Though fruit snacks contain the word fruit, they are a poor substitute for a healthier snack. In fact, due to their high sugar content, they are no better than giving your child (or yourself!) a piece of candy. Make fruit snacks a special treat — and before you buy them, check their labels to avoid these fruit snack no-nos.
Artificial colors & flavors
Sugar & high-fructose corn syrup
Kids love fruit snacks because they are sweet — which is no surprise when you consider their high levels of sugar, high-fructose corn syrup or both. Some packages contain a whopping 19g sugar per serving. The carbohydrates in fruit snacks are typically of the sugar variety.
Trans fats/partially hydrogenated oils
Many fruit snacks claim to be fat free. Read the labels and steer clear of those that contain unhealthy partially hydrogenated oil and trans fats.
Lots of ingredients
Usually, the more ingredients a product has, the unhealthier it is… especially if you can’t pronounce them. Say no to fruit snacks with a long laundry list of ingredients.

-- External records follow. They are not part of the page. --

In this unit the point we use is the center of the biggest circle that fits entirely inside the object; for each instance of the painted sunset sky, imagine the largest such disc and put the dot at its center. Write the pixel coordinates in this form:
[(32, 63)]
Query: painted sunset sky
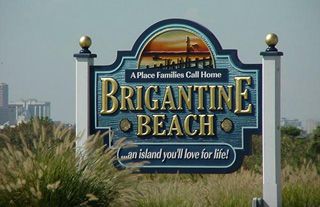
[(173, 45)]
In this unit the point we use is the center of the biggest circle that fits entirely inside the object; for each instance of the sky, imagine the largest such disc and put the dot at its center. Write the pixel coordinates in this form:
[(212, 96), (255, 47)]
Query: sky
[(39, 37)]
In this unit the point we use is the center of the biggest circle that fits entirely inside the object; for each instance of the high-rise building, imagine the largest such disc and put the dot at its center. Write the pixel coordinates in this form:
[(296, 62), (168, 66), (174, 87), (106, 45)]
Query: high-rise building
[(4, 103), (4, 94), (26, 109), (291, 122), (311, 125), (14, 113)]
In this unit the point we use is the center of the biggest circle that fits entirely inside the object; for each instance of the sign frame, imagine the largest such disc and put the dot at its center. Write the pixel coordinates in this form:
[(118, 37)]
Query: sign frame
[(233, 57)]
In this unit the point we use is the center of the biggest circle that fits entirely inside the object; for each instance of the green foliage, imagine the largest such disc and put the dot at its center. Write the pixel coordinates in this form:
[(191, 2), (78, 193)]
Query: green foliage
[(47, 172), (39, 167)]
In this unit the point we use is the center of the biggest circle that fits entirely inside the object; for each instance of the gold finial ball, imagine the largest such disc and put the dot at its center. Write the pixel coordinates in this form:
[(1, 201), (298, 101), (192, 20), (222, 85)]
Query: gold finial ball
[(271, 39), (85, 42)]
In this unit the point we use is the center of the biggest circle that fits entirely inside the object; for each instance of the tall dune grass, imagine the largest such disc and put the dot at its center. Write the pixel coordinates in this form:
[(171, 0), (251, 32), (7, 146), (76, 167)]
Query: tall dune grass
[(46, 172), (39, 167)]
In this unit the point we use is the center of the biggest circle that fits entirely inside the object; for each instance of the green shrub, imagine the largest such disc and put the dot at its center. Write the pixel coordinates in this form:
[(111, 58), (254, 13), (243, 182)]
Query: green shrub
[(46, 171)]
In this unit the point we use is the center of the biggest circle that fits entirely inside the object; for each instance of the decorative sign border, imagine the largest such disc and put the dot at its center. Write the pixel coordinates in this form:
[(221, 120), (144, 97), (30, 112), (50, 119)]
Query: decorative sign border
[(215, 47)]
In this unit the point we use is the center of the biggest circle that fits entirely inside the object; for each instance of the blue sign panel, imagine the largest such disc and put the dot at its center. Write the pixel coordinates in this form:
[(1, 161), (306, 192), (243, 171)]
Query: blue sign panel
[(182, 102)]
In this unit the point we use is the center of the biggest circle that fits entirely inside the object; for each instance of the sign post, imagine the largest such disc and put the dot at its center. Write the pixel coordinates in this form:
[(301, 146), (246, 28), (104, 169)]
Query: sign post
[(271, 123), (84, 59)]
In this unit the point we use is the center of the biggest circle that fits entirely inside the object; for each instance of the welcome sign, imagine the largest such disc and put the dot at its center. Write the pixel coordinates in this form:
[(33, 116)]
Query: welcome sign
[(185, 103)]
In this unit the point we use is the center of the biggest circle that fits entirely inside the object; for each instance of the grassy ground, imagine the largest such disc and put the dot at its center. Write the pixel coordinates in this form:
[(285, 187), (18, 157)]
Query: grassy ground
[(38, 167)]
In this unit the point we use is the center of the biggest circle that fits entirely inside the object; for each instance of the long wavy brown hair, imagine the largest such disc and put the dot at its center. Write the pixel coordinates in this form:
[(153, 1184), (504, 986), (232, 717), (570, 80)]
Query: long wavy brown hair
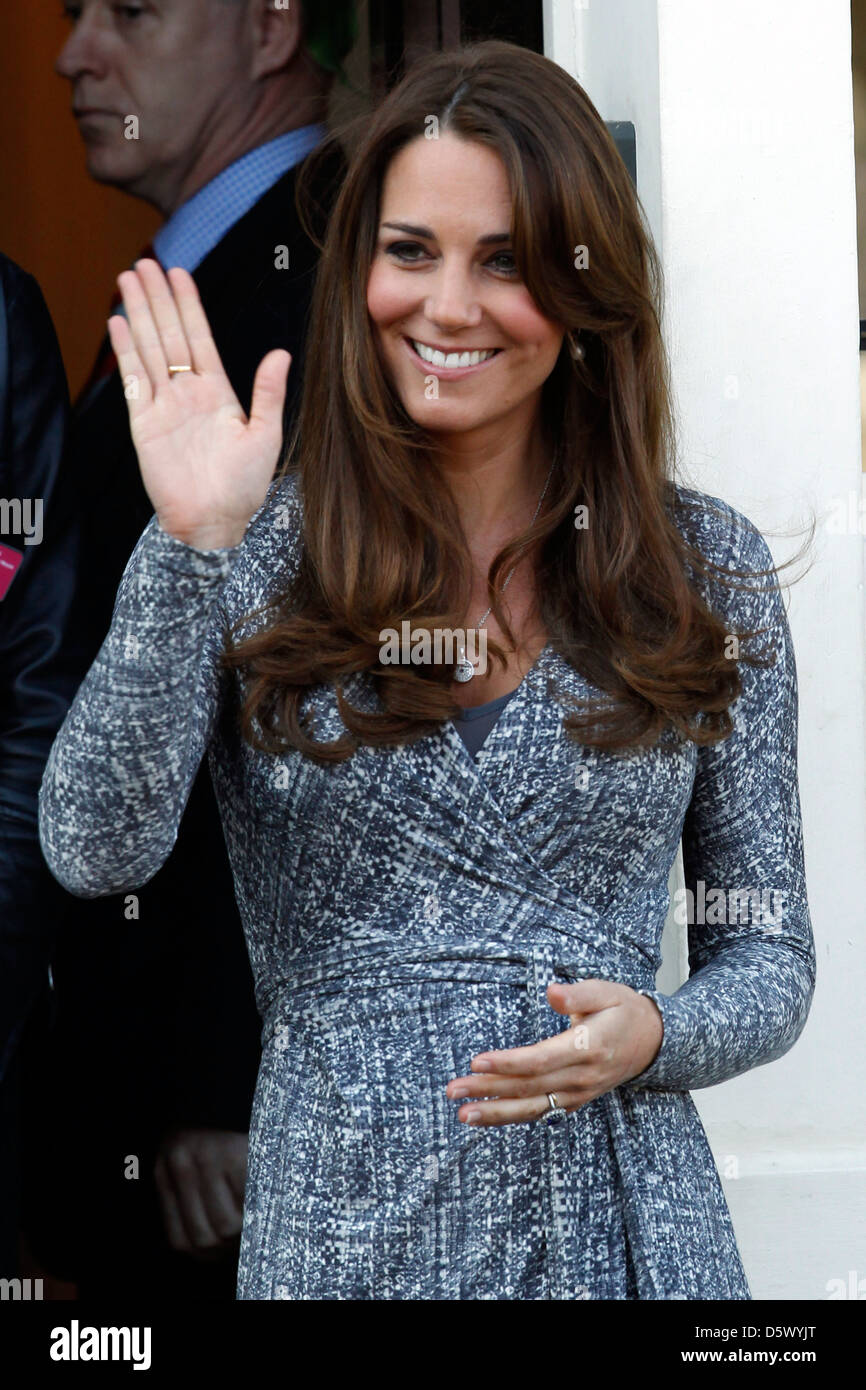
[(381, 534)]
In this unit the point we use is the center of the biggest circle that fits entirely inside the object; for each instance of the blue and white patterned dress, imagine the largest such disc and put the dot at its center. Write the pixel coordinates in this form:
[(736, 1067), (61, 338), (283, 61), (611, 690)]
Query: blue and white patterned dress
[(406, 909)]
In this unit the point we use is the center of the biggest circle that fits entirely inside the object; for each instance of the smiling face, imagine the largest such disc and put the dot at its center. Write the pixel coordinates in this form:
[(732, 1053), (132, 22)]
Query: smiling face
[(445, 298)]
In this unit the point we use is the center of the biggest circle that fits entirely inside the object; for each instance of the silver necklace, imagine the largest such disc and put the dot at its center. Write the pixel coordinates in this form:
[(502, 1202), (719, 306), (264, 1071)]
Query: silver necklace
[(464, 669)]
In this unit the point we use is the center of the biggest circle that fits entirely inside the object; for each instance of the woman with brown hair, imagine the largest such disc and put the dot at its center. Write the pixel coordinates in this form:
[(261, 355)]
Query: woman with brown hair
[(470, 1086)]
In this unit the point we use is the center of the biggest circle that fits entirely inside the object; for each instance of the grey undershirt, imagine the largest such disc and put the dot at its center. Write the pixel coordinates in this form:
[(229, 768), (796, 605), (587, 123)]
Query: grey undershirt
[(474, 724)]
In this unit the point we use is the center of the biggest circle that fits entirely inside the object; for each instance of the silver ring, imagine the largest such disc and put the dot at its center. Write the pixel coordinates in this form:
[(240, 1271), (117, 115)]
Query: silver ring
[(555, 1114)]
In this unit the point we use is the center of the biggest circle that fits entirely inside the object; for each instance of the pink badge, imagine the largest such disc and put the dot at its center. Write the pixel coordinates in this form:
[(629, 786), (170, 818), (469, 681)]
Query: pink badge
[(10, 560)]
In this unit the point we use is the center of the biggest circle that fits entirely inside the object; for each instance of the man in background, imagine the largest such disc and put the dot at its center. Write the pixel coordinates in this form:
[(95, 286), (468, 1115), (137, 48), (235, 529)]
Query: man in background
[(38, 560), (139, 1104)]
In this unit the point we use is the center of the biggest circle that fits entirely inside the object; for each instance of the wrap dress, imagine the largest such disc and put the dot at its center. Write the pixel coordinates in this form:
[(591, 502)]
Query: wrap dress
[(406, 909)]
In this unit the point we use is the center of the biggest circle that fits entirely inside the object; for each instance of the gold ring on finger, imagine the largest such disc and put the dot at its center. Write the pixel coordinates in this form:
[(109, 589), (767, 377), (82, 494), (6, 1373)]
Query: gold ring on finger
[(555, 1112)]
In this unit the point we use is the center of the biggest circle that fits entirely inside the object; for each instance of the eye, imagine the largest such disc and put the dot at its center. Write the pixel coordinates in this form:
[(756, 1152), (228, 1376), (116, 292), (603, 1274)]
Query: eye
[(509, 268), (401, 250)]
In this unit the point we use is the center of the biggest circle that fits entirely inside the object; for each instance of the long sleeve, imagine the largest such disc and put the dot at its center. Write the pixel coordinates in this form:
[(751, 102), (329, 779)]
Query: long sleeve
[(751, 948), (36, 680), (121, 769)]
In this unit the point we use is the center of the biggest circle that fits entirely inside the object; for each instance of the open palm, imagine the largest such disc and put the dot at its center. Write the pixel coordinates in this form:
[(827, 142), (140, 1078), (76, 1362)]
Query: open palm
[(205, 464)]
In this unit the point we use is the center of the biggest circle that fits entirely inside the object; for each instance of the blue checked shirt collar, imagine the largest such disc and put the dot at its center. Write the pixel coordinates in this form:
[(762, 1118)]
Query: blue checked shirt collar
[(203, 220)]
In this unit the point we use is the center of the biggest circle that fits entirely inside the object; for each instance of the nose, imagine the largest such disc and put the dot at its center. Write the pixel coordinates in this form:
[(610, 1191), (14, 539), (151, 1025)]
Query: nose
[(452, 298), (82, 50)]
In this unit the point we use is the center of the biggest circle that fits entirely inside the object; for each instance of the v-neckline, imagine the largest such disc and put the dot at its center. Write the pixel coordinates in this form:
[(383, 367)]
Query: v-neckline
[(477, 762)]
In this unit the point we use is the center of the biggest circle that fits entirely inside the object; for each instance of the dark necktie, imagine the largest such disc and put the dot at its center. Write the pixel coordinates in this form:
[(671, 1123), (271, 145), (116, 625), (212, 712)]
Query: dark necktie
[(106, 362)]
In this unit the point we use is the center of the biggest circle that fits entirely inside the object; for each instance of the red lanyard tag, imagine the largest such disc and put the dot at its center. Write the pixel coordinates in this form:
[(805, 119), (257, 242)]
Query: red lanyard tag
[(10, 559)]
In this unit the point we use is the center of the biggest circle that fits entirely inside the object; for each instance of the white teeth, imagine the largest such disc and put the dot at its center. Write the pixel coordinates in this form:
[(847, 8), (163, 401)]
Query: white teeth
[(452, 359)]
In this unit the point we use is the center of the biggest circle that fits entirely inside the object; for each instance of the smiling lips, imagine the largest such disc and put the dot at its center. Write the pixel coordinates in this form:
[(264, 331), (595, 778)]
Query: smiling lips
[(449, 360)]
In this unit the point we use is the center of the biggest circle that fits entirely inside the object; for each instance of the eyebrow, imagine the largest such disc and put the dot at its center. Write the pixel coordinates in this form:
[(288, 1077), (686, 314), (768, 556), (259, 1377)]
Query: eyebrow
[(491, 239)]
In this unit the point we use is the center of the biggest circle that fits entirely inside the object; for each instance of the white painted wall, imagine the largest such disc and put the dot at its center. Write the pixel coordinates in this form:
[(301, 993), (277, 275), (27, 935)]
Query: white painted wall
[(745, 168)]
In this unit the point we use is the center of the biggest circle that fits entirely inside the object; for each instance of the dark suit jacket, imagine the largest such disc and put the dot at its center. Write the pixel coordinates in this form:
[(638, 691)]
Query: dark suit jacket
[(36, 676), (156, 1011)]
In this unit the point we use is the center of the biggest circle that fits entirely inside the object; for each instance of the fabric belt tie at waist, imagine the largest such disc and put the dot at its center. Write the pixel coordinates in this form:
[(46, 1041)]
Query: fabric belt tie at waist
[(534, 968)]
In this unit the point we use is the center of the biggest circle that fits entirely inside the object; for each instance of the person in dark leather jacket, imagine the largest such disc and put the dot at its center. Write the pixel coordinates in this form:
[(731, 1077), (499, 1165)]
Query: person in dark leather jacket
[(39, 540)]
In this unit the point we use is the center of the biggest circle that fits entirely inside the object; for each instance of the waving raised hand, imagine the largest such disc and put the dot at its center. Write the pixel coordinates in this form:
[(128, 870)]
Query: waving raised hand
[(205, 464)]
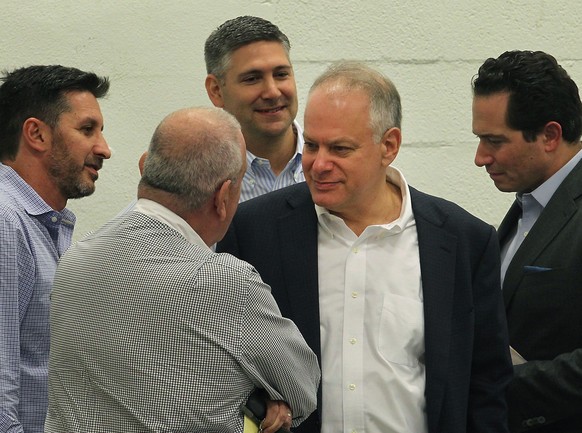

occasional treats — not nutrition staples
Fruit snacks should be treated as snacks (as the name implies) or as treats — not as a replacement for actual fruit. Experts suggest fruit leather (such as that found in health food stores) as a healthier alternative to sugary, artificially colored and flavored fruit snacks. Check the label to ensure they contain 100-percent dried fruit and juices.
What to look for
While fruit snack packages scream that they are fat free, gluten free and contain vitamin C, don’t be fooled. Look at the label and consider only fruit snacks that contain — drum roll, please — real fruit.
FRUIT LEATHER RECIPE
If you are feeling inspired to ban the packaged fruit snacks from your home, consider making your own fruit leather. Bonus: If you get your kids in on the fun, they’ll love the leather even more than those processed, packaged fruit snacks.
- 4 cups fresh fruit, rinsed, pitted, cored, de-stemmed
- 1 tablespoon lemon juice
- 1 tablespoon honey or agave nectar
- 1/2 cup water
- Add water and fruit to large stock pot.
- Simmer, cover and cook for 15 minutes on low until fruit is completely cooked through.
- Add lemon juice and honey or agave nectar, and mash.
- Continue to simmer until the fruit mixture thickens.
- Puree in a food processor.
- Spread puree onto a baking sheet covered with waxed paper.
- Bake at 140 degrees for 8 to 10 hours.
- The fruit leather is done when it is dried out and pulls away easily from the waxed paper.
- Cut into strips, wrap in waxed paper or plastic wrap, and store in refrigerator.